In this article we journey further out into the Solar System and we are leaving our Sun far, far behind. The heat and light received from it is now very weak. This makes the temperature of the cloud layer we observe as we approach the next planet an extremely cold minus 214º Celsius. We have arrived at Uranus, the third of the gas giants.
Its atmosphere is mainly made up of hydrogen with about 15% helium and 2% methane. There are also some other trace gases present. To an observer, Uranus appears to be blue in colour. This is due to the methane in the atmosphere. It absorbs red light and reflects blue which gives it the colour we see. Uranus has a solid core of rock and ice. Surrounding this is a layer containing ammonia, methane and water in the form of ice.
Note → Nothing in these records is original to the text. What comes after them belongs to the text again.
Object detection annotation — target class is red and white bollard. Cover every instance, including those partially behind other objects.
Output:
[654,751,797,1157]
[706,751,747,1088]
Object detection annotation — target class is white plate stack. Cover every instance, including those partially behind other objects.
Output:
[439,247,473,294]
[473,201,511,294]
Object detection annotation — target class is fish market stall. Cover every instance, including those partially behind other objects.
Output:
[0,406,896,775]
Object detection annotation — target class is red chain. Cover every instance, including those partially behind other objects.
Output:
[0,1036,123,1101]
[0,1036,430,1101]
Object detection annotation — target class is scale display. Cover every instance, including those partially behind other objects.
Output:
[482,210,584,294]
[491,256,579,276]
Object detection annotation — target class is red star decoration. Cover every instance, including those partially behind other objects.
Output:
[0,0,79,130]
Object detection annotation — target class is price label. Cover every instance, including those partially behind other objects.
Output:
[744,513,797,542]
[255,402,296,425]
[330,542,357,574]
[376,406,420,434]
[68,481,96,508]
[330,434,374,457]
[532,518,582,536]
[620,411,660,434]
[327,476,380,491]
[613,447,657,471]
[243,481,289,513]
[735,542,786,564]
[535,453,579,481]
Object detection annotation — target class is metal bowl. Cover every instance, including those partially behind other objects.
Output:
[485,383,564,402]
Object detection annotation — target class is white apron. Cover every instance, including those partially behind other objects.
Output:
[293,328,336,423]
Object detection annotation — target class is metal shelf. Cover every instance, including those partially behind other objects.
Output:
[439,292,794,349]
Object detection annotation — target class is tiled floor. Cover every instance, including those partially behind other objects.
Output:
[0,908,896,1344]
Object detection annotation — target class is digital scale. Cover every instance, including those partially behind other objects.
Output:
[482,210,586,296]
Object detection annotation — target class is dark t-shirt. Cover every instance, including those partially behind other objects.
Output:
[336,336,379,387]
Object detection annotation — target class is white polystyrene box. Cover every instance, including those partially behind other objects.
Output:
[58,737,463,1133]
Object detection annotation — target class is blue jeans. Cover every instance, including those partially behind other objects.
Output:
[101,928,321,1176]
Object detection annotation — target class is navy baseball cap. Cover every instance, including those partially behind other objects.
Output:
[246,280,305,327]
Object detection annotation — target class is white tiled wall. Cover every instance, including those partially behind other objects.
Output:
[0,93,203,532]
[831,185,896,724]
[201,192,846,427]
And above this comes the atmosphere.
An unusual aspect of the planet is its angle of tilt to the vertical axis. It is 98 degrees which means it looks as though it is orbiting on its side. We’re not certain why this is the case but some scientists believe that it came about after colliding with another object many millions of years ago. Seen from the Earth through a large enough telescope, an observer would see the moons seeming to orbit the poles rather than the equator. The same also applies to a ring system around Uranus but it is much fainter than the one encircling Saturn.
So far, twenty seven moons have been detected in orbit. One of them, called Ariel, is about a third of the size of our Moon. But not much else is known about it. The deep space-probe Voyager II has sent back some photographs of Ariel as it flew by. The surface appears to be icy with large fault lines cutting across it. But we know little else about it at the present.